Doch es gibt weitere Punkte, die zu berücksichtigen sind:
- Die Absenkung der Rohproteinwerte entlastet den Stoffwechsel. Denn im Gegensatz zum Eiweiß sind freie Aminosäuren leicht und fast zu 100% verdaulich. Daher steht mehr Energie für das Wachstum bereit.
- Wie erwähnt, sollten Mastfutter mit wenig Rohprotein ausreichend fermetierbare Faser enthalten. Hieraus stellen Darmmikorben organische Säuren her, die dem Tier zusätzliche Energie liefern.
- Mastfutter enthalten oft Phytasen neuer Generation, um den Phosphor aufzuschlüsseln. Vor allem bei hohen Gehalten (Superdosing) verbessern die Enzyme auch die Energiefreisetzung aus Kohlenhydraten und Eiweißen.
Vor allem bei mangelnder Schlachtkörperqualität ist daher zu prüfen, ob die Tiere mehr Energie erhalten als kalkuliert. Noch wichtiger als der Energiegehalt der Ration an sich ist dabei das Lysin-/Energie-Verhältnis. In der Endmast ab 80 bzw. 90 kg Tiergewicht ist ein Wert von etwa 0,7 g Lysin je MJ ME anzustreben.
Komponenten ins Labor
Abschließend bleibt der Hinweis, alle Rohkomponenten im Labor auf ihre wichtigen Inhaltsstoffe untersuchen zu lassen. Denn das Getreide weißt in diesem Jahr beim Rohprotein erneut erhebliche Schwankungen auf. Zudem sind die Proteingehalte der Ernte 2019 weit unterdurchschnittlich. Bei stark nährstoffreduziertem Mastfutter ohne Sicherheitspuffer kann es daher schnell zur Unterversorgung kommen.

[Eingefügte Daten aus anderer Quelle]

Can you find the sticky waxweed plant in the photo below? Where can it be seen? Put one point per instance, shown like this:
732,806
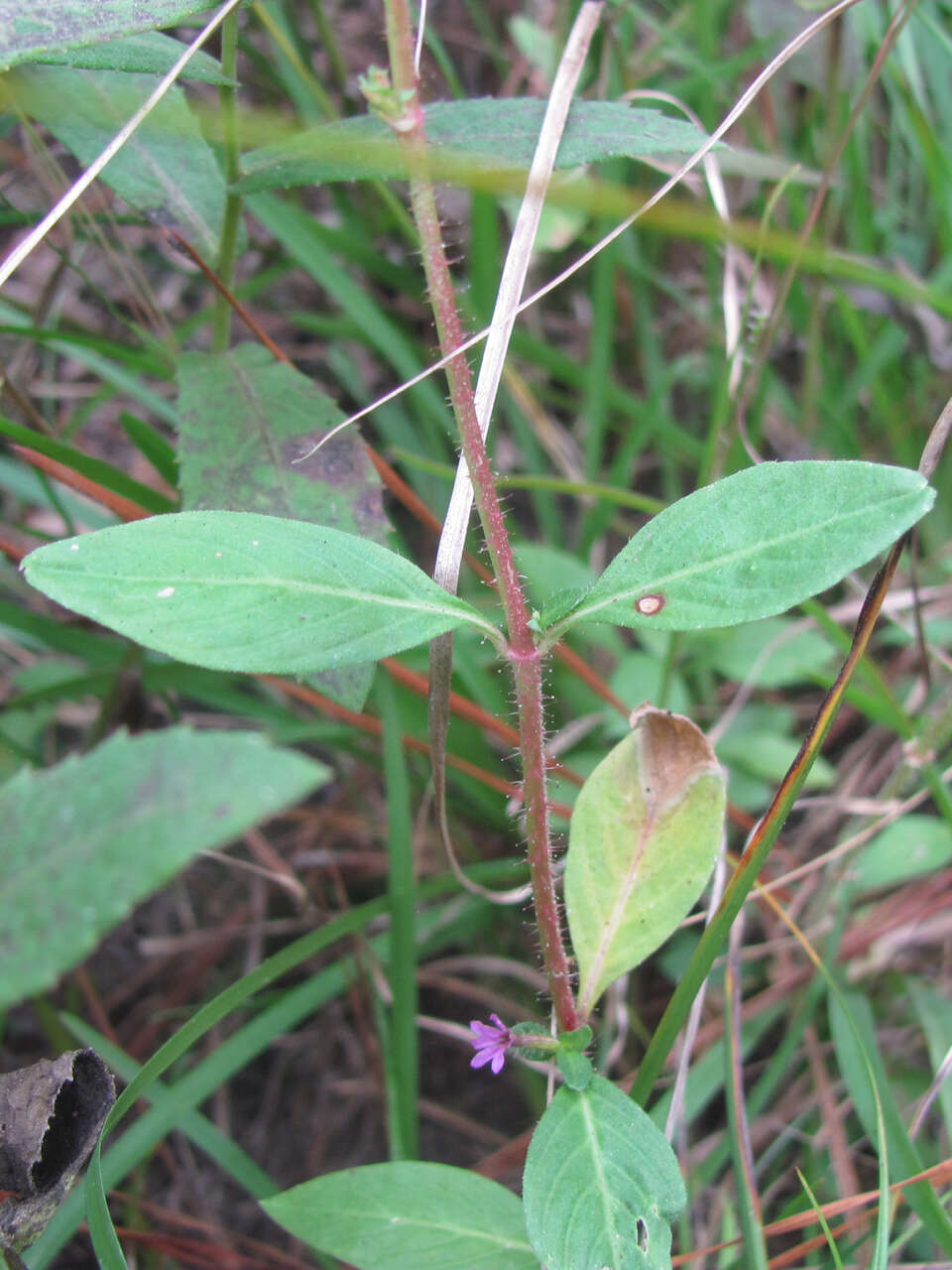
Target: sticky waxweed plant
271,585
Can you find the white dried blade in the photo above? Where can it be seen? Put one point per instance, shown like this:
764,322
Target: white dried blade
79,187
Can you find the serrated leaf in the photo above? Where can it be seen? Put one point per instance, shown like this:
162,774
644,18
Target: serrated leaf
166,169
601,1185
910,847
481,134
408,1215
754,544
644,837
146,54
27,30
246,422
234,590
86,839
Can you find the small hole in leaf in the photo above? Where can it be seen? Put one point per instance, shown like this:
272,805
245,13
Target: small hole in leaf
643,1234
649,604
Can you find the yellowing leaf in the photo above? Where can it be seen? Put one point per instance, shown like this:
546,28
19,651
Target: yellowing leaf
644,838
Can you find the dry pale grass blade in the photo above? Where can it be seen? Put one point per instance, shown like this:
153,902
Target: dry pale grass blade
737,111
79,187
457,518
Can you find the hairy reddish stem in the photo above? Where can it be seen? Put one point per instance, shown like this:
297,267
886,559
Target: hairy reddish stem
526,661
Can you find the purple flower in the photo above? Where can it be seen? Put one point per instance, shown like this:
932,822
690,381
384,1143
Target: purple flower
490,1043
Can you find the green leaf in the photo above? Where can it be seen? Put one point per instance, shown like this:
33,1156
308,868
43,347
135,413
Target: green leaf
86,839
408,1215
481,134
246,420
166,171
909,847
234,590
644,838
601,1185
754,544
149,54
56,24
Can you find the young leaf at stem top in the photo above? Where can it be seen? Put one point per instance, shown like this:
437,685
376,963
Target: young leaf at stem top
753,544
644,838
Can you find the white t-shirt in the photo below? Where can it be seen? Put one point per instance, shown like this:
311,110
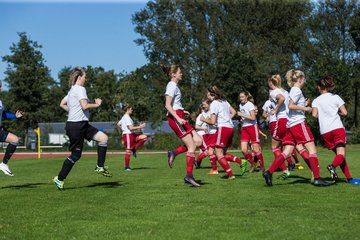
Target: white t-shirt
296,116
246,109
173,91
267,107
282,110
124,122
328,105
211,128
222,110
76,113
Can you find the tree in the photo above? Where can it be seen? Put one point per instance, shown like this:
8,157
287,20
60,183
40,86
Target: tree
29,82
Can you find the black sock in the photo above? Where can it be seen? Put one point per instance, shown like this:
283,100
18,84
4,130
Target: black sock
102,148
9,152
67,166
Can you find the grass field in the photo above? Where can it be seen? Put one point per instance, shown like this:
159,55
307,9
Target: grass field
152,202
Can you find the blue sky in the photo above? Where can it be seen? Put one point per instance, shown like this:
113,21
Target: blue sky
74,33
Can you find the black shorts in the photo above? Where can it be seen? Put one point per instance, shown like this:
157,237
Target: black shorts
77,132
3,135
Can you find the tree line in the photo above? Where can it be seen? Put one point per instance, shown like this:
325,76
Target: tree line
236,45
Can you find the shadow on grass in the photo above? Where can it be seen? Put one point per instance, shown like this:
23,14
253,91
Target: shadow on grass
27,185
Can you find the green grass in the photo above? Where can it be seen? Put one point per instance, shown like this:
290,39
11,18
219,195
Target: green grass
152,202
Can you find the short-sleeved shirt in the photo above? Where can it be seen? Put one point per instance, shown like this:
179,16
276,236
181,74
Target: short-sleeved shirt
246,109
221,108
267,107
173,91
126,121
328,105
282,110
76,113
296,116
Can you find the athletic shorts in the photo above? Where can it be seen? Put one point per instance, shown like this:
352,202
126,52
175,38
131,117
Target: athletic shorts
77,132
130,140
224,137
210,140
250,133
298,134
180,130
334,137
280,129
3,135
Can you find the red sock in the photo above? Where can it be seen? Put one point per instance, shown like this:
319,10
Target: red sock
305,155
248,157
225,165
294,155
345,169
213,159
127,159
201,156
261,159
190,158
314,164
180,149
232,158
338,160
139,143
279,160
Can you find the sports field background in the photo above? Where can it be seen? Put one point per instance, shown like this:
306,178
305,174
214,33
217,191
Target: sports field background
152,202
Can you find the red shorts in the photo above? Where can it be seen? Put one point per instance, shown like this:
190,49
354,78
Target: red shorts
130,140
224,137
280,129
250,133
180,130
334,137
298,134
210,140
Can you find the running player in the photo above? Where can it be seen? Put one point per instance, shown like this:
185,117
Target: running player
249,130
298,132
178,124
78,128
131,138
327,108
8,137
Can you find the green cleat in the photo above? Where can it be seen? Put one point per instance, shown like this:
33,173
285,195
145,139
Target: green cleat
103,171
58,183
243,166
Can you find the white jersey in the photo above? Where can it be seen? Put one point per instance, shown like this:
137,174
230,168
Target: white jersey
282,110
173,91
211,128
328,105
221,108
267,107
76,113
124,122
246,109
296,116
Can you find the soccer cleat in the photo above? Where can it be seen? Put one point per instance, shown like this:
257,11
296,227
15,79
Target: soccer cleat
268,178
213,172
59,184
171,158
191,180
5,168
291,166
354,181
332,171
134,152
320,183
284,175
243,166
103,171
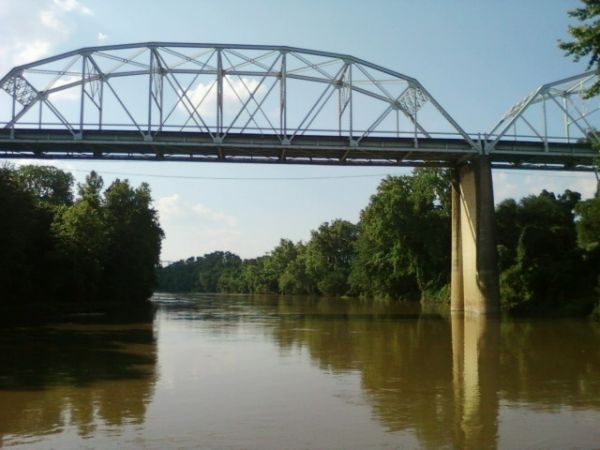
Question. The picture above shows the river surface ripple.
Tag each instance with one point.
(241, 372)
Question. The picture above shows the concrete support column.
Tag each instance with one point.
(474, 276)
(456, 270)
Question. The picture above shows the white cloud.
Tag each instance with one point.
(193, 229)
(27, 51)
(31, 31)
(73, 5)
(235, 92)
(49, 19)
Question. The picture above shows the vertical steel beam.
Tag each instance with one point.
(283, 96)
(545, 123)
(101, 102)
(219, 91)
(350, 110)
(150, 80)
(82, 93)
(567, 125)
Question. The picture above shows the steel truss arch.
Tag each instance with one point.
(554, 121)
(215, 94)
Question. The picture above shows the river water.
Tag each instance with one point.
(239, 372)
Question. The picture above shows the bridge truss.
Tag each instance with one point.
(252, 103)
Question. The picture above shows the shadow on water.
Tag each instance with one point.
(85, 373)
(445, 378)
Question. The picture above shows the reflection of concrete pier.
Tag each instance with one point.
(475, 359)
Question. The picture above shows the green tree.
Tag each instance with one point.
(329, 256)
(133, 239)
(542, 267)
(404, 243)
(586, 37)
(48, 184)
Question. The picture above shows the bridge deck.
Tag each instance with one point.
(305, 149)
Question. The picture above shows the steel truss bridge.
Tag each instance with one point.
(271, 104)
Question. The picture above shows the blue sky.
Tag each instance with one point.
(476, 57)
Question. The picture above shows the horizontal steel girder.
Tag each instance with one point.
(312, 149)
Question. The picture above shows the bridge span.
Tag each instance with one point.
(166, 101)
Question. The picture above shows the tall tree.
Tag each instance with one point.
(49, 184)
(586, 36)
(404, 243)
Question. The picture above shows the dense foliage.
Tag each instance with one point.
(586, 37)
(399, 249)
(98, 247)
(548, 246)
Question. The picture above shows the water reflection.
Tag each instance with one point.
(269, 372)
(446, 378)
(79, 376)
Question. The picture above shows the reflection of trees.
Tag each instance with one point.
(444, 379)
(75, 375)
(550, 366)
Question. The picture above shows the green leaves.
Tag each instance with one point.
(586, 41)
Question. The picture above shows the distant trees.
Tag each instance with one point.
(404, 247)
(399, 249)
(543, 265)
(586, 37)
(98, 247)
(548, 246)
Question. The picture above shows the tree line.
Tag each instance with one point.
(548, 246)
(98, 246)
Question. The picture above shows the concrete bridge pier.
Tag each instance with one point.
(474, 275)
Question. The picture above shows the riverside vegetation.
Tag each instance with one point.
(103, 247)
(83, 252)
(548, 246)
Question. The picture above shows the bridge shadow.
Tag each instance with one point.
(74, 375)
(448, 380)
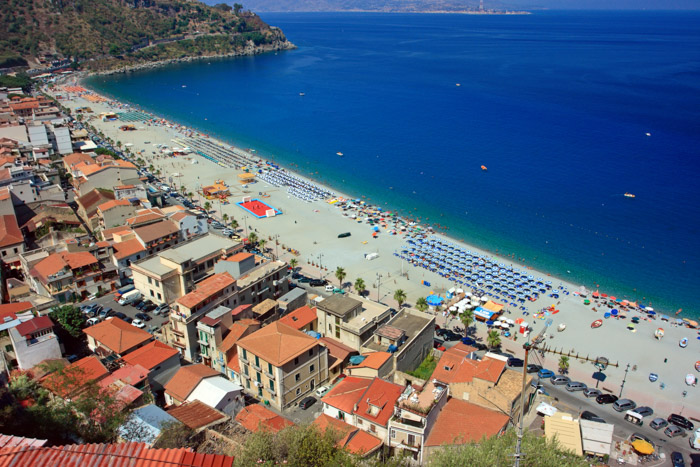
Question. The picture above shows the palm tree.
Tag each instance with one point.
(421, 304)
(563, 364)
(400, 296)
(493, 340)
(340, 275)
(360, 285)
(467, 318)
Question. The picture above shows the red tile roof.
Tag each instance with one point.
(117, 335)
(256, 417)
(186, 379)
(34, 325)
(347, 393)
(9, 231)
(300, 317)
(150, 355)
(207, 288)
(461, 422)
(109, 455)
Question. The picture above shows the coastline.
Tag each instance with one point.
(320, 224)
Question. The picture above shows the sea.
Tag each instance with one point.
(568, 111)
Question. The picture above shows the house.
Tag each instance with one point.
(179, 388)
(350, 319)
(34, 341)
(256, 417)
(281, 365)
(115, 336)
(173, 273)
(302, 319)
(214, 291)
(486, 382)
(461, 422)
(161, 361)
(352, 439)
(408, 336)
(415, 414)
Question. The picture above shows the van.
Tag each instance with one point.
(130, 297)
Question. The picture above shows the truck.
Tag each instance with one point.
(130, 297)
(118, 294)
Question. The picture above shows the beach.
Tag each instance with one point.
(312, 228)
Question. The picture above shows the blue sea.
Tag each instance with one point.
(557, 105)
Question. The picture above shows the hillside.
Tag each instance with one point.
(114, 31)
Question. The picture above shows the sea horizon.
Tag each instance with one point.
(510, 208)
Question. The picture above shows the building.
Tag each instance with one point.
(461, 422)
(350, 319)
(114, 336)
(34, 341)
(173, 273)
(408, 336)
(161, 361)
(281, 365)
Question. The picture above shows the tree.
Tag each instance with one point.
(493, 340)
(422, 304)
(340, 275)
(70, 318)
(400, 297)
(467, 318)
(563, 364)
(360, 285)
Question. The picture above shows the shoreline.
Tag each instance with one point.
(312, 229)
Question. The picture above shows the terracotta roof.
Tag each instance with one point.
(197, 414)
(125, 249)
(381, 394)
(33, 325)
(300, 317)
(277, 343)
(112, 204)
(150, 355)
(152, 232)
(117, 335)
(347, 393)
(9, 231)
(186, 379)
(256, 417)
(353, 439)
(373, 360)
(109, 455)
(207, 288)
(461, 422)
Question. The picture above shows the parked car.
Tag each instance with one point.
(623, 405)
(672, 431)
(658, 423)
(681, 421)
(574, 386)
(307, 402)
(586, 415)
(606, 399)
(560, 380)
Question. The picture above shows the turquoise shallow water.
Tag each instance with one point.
(556, 105)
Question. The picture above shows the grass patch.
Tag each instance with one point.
(425, 369)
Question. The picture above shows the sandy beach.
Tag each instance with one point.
(312, 228)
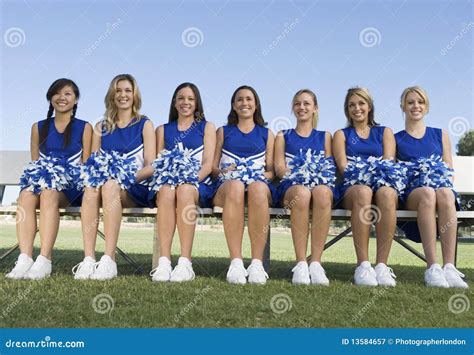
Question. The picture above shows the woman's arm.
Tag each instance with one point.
(218, 153)
(86, 142)
(149, 151)
(269, 172)
(339, 150)
(328, 144)
(34, 142)
(209, 151)
(389, 144)
(280, 161)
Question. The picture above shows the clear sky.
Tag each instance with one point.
(277, 47)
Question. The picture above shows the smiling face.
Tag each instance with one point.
(123, 98)
(244, 104)
(358, 109)
(414, 106)
(304, 107)
(185, 102)
(64, 100)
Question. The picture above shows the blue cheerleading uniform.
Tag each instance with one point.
(53, 150)
(304, 149)
(366, 165)
(128, 142)
(191, 140)
(247, 153)
(361, 147)
(423, 158)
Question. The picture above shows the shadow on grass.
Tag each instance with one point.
(216, 267)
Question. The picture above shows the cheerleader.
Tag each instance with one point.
(303, 161)
(364, 153)
(427, 154)
(243, 163)
(181, 179)
(58, 144)
(114, 175)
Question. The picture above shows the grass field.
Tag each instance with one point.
(208, 301)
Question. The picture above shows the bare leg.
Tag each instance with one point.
(166, 219)
(186, 200)
(297, 198)
(423, 200)
(50, 201)
(447, 223)
(26, 221)
(90, 219)
(259, 200)
(386, 200)
(322, 202)
(358, 198)
(231, 197)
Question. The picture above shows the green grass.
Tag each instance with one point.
(209, 301)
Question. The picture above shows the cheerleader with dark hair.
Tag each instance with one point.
(58, 145)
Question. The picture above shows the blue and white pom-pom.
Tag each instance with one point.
(310, 169)
(375, 172)
(358, 172)
(102, 166)
(432, 172)
(46, 173)
(388, 173)
(247, 171)
(175, 167)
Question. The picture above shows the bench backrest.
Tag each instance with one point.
(12, 163)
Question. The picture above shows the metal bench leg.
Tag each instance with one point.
(138, 267)
(9, 251)
(266, 252)
(409, 248)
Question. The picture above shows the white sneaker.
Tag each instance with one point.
(317, 274)
(256, 272)
(365, 275)
(105, 269)
(183, 271)
(237, 273)
(162, 272)
(40, 269)
(22, 265)
(434, 277)
(454, 276)
(84, 269)
(301, 274)
(385, 275)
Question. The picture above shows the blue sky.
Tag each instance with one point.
(277, 47)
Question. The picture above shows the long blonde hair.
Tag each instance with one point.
(110, 116)
(313, 95)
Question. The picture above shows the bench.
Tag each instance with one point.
(13, 162)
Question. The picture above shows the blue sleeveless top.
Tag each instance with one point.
(364, 148)
(238, 145)
(192, 138)
(54, 145)
(294, 142)
(410, 148)
(127, 141)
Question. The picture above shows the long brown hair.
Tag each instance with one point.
(55, 87)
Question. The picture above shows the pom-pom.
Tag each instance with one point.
(175, 167)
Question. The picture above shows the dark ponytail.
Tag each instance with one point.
(55, 87)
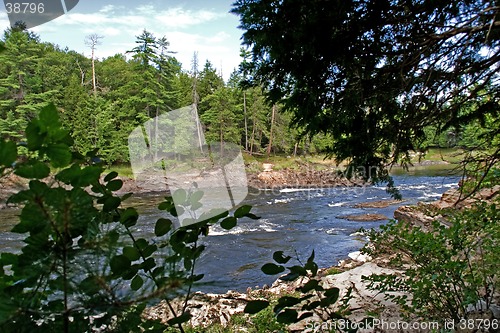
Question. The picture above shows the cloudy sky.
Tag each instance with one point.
(204, 26)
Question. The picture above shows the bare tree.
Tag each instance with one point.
(92, 41)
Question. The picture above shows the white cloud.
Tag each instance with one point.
(179, 18)
(107, 9)
(208, 32)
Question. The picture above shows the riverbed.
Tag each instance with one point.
(295, 221)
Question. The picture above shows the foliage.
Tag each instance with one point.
(397, 67)
(82, 266)
(451, 269)
(312, 297)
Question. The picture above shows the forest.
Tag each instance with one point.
(102, 100)
(404, 76)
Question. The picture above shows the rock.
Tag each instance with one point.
(378, 204)
(365, 217)
(358, 256)
(206, 309)
(363, 299)
(423, 214)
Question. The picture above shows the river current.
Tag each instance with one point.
(295, 221)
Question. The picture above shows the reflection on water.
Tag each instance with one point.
(292, 221)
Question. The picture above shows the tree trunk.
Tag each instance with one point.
(245, 116)
(271, 133)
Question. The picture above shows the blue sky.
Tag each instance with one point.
(206, 27)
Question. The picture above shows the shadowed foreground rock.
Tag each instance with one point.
(423, 214)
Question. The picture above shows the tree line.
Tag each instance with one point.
(102, 100)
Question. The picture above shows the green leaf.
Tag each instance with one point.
(8, 153)
(280, 258)
(331, 295)
(89, 286)
(165, 205)
(149, 264)
(131, 253)
(252, 216)
(137, 282)
(242, 211)
(253, 307)
(196, 278)
(114, 185)
(162, 227)
(69, 175)
(180, 319)
(89, 175)
(111, 203)
(141, 243)
(149, 250)
(195, 197)
(59, 154)
(298, 270)
(110, 176)
(289, 277)
(228, 223)
(36, 170)
(179, 197)
(311, 285)
(119, 264)
(289, 316)
(272, 269)
(286, 301)
(49, 117)
(129, 217)
(34, 137)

Probleme können auch durch Nebenprodukte entstehen. Denn hier schwanken die TS-Werte und damit die Inhaltsstoffe teils erheblich. Die Betriebe sollten daher einen Schnelltester zur TS-Bestimmung anschaffen.
Fazit
Bei starker Eiweißabsenkung treten teils Probleme mit der Schlachtkörperqualität auf. Um dies zu vermeiden, gilt es Folgendes zu beachten:
- Man sollte sich schrittweise an die Nährstoffabsenkung herantasten.
- Der Einstieg sollte in der Endmast ab 80 bis 90 kg Tiergewicht erfolgen.
- Auch bei gut abgestimmten Endmastfutter scheint bei etwa 12% Rohprotein die Untergrenze erreicht.
- Bei begrenzter Futteraufnahme oder Ebern sind etwas höhere Gehalte nötig.
- Bei starker Eiweißabsenkung ist der Energiegehalt u.U. neu zu bewerten.
- Alle Rohkomponenten sind auf ihre Inhaltsstoffe zu analysieren.